自从在圣玛丽医院见过萨姆·怀特利后,一种细微却持续的不安感始终萦绕在千织心头。
亚当·怀特利,一个正在撼动既得利益集团根基的年轻议员,他的软肋太过明显。
在政治斗争中,软肋从来不只是弱点,更是对手最可能攻击的靶心。
三天后的午后,千织敲响了怀特利宅的门。
这是一栋位于肯辛顿区的老式联排别墅,外观朴素但整洁,与周围那些奢华宅邸相比显得格外低调。
开门的是位面容慈祥的女仆,在确认千织的身份后,恭敬地将他引至客厅。
几分钟后,轮椅的轻响从走廊传来,萨姆被女仆推了出来。
“坎特米尔医生!”
萨姆的眼睛亮了起来,那种属于孩子的、纯粹的光。
千织走到他面前蹲下:
“情况怎么样?”
“吃过药之后好多了。”
萨姆乖乖的点头。
“这个给你。”
千织把一个柔软的织物放进了人的手里。
那是一个约莫二十厘米高的布偶,虽然针脚能看出是手工缝制,甚至有些地方略显笨拙,但从色和眼睛的颜色来看,明显是按照萨姆的形象制作的。
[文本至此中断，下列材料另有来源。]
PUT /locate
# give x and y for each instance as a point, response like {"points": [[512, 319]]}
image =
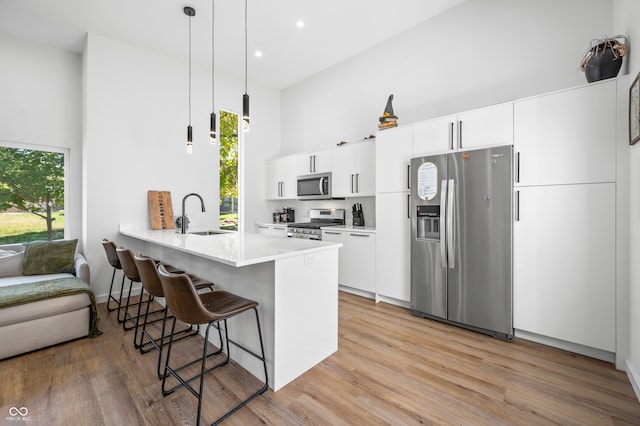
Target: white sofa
{"points": [[35, 325]]}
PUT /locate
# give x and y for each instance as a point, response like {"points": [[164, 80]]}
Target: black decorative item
{"points": [[634, 111], [603, 58], [388, 118]]}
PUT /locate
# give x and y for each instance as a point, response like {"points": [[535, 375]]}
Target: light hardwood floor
{"points": [[391, 368]]}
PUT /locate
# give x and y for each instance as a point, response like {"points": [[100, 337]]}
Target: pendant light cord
{"points": [[189, 70], [245, 46], [213, 86]]}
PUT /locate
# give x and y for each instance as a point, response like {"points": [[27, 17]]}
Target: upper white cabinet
{"points": [[478, 128], [281, 178], [353, 172], [314, 162], [393, 156], [435, 136], [486, 127], [566, 137]]}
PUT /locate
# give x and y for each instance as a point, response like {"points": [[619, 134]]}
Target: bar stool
{"points": [[114, 261], [151, 283], [131, 272], [209, 308]]}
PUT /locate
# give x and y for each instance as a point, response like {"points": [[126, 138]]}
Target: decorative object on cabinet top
{"points": [[634, 111], [388, 118], [603, 58], [364, 139]]}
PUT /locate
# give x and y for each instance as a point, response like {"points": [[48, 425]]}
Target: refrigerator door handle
{"points": [[443, 209], [451, 249]]}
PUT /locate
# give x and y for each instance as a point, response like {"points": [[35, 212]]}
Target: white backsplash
{"points": [[302, 208]]}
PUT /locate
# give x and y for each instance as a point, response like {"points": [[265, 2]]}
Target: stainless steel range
{"points": [[317, 218]]}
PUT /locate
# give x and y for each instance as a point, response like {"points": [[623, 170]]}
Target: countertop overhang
{"points": [[232, 248]]}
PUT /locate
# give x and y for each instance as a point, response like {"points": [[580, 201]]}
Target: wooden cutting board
{"points": [[161, 210]]}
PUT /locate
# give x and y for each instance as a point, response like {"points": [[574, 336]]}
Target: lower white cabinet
{"points": [[272, 230], [564, 263], [393, 227], [356, 258]]}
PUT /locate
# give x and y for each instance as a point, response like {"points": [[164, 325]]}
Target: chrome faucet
{"points": [[183, 218]]}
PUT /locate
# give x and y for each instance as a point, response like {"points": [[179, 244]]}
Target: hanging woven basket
{"points": [[603, 58]]}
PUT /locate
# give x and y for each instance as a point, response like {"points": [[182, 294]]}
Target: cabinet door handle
{"points": [[451, 134], [408, 176]]}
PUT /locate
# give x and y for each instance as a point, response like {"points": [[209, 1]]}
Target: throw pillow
{"points": [[10, 264], [49, 257]]}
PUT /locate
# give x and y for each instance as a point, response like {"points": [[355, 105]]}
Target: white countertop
{"points": [[350, 228], [232, 248]]}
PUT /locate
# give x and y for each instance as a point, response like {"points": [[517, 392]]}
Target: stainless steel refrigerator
{"points": [[461, 239]]}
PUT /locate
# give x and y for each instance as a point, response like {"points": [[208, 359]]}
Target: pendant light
{"points": [[190, 12], [245, 97], [212, 131]]}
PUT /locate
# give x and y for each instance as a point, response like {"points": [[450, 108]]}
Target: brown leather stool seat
{"points": [[151, 283], [208, 308], [114, 261], [131, 272]]}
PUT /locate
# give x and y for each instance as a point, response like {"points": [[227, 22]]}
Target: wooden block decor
{"points": [[161, 210]]}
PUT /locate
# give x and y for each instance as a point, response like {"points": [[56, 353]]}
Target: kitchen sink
{"points": [[210, 232]]}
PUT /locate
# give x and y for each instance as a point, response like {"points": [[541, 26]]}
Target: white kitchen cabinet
{"points": [[435, 136], [566, 137], [353, 170], [274, 230], [564, 263], [314, 162], [280, 178], [338, 237], [478, 128], [356, 258], [393, 156], [486, 127], [393, 227]]}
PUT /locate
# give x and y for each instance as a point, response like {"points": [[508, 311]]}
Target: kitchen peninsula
{"points": [[295, 281]]}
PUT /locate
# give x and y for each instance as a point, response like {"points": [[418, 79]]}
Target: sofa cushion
{"points": [[49, 257], [10, 263]]}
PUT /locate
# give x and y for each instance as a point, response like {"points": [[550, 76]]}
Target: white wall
{"points": [[40, 106], [135, 120], [626, 20], [479, 53]]}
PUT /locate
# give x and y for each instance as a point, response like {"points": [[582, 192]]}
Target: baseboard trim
{"points": [[634, 379], [567, 346]]}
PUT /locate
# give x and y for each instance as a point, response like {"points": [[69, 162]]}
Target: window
{"points": [[228, 170], [32, 186]]}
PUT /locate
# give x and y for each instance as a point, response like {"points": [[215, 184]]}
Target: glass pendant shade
{"points": [[212, 132], [245, 112], [189, 139]]}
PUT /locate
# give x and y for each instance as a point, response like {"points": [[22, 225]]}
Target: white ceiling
{"points": [[334, 29]]}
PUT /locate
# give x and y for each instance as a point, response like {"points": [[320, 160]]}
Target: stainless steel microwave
{"points": [[314, 187]]}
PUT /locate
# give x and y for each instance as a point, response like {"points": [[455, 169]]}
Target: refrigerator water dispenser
{"points": [[428, 225]]}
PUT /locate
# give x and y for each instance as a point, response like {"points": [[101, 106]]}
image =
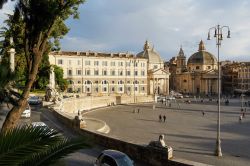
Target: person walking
{"points": [[203, 112], [160, 118], [164, 118], [240, 118]]}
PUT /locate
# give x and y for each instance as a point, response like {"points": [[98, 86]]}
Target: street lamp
{"points": [[218, 35], [242, 84]]}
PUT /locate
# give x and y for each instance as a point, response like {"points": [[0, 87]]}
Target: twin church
{"points": [[98, 73]]}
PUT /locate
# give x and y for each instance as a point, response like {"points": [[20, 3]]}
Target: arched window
{"points": [[105, 82], [87, 82], [120, 82], [136, 82]]}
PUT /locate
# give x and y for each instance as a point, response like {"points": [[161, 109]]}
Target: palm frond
{"points": [[35, 146]]}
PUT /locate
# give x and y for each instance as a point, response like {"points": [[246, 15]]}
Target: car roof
{"points": [[38, 124], [114, 153]]}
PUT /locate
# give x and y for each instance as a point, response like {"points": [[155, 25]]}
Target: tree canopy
{"points": [[37, 26]]}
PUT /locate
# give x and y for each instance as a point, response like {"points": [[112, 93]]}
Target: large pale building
{"points": [[95, 73], [198, 75]]}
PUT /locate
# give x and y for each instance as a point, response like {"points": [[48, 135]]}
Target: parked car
{"points": [[113, 158], [34, 100], [26, 113], [170, 98]]}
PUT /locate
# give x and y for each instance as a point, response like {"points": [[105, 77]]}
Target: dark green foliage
{"points": [[35, 146]]}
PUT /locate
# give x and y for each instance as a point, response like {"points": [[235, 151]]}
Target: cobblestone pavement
{"points": [[192, 135]]}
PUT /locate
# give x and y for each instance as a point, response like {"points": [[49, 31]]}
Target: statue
{"points": [[51, 93]]}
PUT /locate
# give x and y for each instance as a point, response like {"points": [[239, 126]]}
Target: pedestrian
{"points": [[164, 118], [160, 118], [179, 106], [240, 118]]}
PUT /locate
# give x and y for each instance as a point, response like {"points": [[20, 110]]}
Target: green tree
{"points": [[35, 146], [36, 23]]}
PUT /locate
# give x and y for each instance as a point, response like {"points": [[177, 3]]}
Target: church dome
{"points": [[202, 57], [150, 54]]}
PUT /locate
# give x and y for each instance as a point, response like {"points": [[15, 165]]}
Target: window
{"points": [[60, 61], [87, 63], [79, 72], [105, 82], [143, 73], [96, 72], [96, 63], [120, 73], [104, 72], [70, 72], [113, 72], [104, 63], [120, 82], [128, 72], [127, 63], [87, 72], [120, 63], [129, 89]]}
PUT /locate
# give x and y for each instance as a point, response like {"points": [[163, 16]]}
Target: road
{"points": [[192, 135], [81, 157]]}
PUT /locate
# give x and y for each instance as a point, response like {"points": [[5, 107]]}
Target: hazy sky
{"points": [[124, 25]]}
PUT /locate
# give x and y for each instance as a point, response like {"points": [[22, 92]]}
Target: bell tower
{"points": [[180, 62]]}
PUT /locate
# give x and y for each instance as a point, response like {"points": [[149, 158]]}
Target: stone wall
{"points": [[153, 156]]}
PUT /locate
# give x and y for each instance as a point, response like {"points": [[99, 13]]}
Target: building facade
{"points": [[95, 73], [198, 75]]}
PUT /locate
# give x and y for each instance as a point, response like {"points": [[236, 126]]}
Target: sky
{"points": [[125, 25]]}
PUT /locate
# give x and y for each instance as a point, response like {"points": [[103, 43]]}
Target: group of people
{"points": [[243, 114], [138, 110], [162, 118]]}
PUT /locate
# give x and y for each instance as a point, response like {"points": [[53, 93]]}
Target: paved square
{"points": [[192, 135]]}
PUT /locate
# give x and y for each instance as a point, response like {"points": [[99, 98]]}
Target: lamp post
{"points": [[218, 35], [242, 85]]}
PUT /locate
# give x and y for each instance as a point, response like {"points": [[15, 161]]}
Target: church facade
{"points": [[199, 75], [95, 73]]}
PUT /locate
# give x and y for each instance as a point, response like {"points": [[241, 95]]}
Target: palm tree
{"points": [[35, 146]]}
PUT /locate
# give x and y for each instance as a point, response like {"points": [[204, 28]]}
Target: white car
{"points": [[34, 100], [113, 158], [26, 113]]}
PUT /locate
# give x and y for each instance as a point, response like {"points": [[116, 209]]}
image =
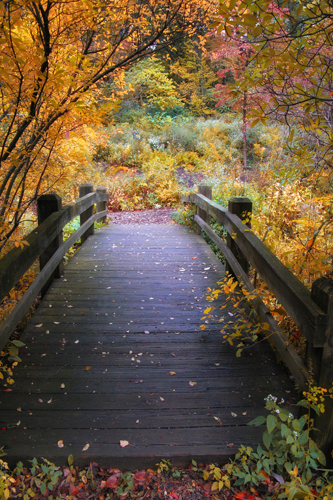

萨姆小心翼翼地接过玩偶,手指轻轻抚摸它的脸庞,眼睛里漾开真实的喜悦:
“好可爱……谢谢您,坎特米尔医生,我很喜欢。”
千织看着他,青绿色的眼眸温和。
他伸出手,轻轻揉了揉萨姆柔软的金。
“哥哥呢?今天也不在家吗?”
萨姆的表情暗了暗:
“哥哥今天说是有重要的约谈。他已经连续三天只睡三四个小时了。”
他低头摆弄着玩偶的手指,
“报纸上好多人抨击他,说他的法案会‘毁掉这个国家’。恐吓信还是一堆一堆地往家里寄……”
他顿了顿,声音更轻了:
“马库斯叔叔说,上周哥哥从议会回家,差点被别人刺杀。”
“我其实只要哥哥陪在身边就够了。”
千织垂眸,握住人的手。
“……但是萨姆理解哥哥,对吗?”
他轻声问。
萨姆抬起头,认真的点了点:
“嗯!哥哥是为了让更多人能过得好。让那些像我一样生病的孩子能看上医生,让穷人家的孩子也能吃饱饭,去上学,哥哥是国家的英雄!”
千织看着他,嘴角缓缓勾起一个极浅、却真实的弧度。
那个笑容很轻,像初春融化的第一缕冰,让那张总是过分沉静的脸瞬间生动起来。
“是,”
他说,声音很轻,却带着某种力量,
“是国家的英雄。”
无论是亚当·怀特利,还是他家那些奋不顾身的笨蛋。
那些在黑暗中、在光明中,试图从不同方向将这个国家拉出泥沼的人,都是。